Methods: In a randomized, multicenter, double-blind, placebo-controlled study in asthma subjects (≥12 y) on ICS with/without a long-acting β2-agonist (LABA), subjects were assigned to 2–3 weeks of open-label MF 100 twice daily (BID), followed by 26 weeks of MF/F 100/10 μg, MF 100 F 10 or placebo (all BID). Co-primary endpoints were time to first asthma deterioration across the 26-week treatment period (MF/F vs F) and change from baseline to week 12 in serial (0−12 h) forced expiratory volume in 1 second (FEV1) (MF/F vs MF). Adverse events (AEs) were monitored.
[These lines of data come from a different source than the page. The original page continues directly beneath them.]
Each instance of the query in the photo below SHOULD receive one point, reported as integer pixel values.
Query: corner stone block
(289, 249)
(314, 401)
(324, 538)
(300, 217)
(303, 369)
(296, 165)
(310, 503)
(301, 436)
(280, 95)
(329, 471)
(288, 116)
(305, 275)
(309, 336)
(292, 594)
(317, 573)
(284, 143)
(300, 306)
Results: 746 subjects (mean: age=38.3 y, asthma duration=14.77 y, FEV1 % predicted=75.08, reversibility=18.69%, Asthma Control Questionnaire=1.31) were randomized to 1 of the 4 treatment groups. MF/F increased the time to first asthma deterioration thus decreasing the proportion of subjects experiencing asthma deterioration during the study (MF/F=16.5%; vs MF=28.2% [P=.006]; vs F=44.7% [P<.001]; and vs placebo=45.7% [P<.001]). Mean FEV1 AUC0–12h over baseline at week 12 were MF/F=4.00 L x h; MF=2.53 L x h; F=3.83 L x h; and placebo=1.11 L x h. Low rates of AEs were observed and were similar between treatment arms.
Conclusions: In asthmatics previously treated with low-dose ICS with or without a LABA, MF/F 100/10 μg BID was more effective than placebo, MF, or F (all administered by MDI) in reducing asthma deteriorations and improving lung function.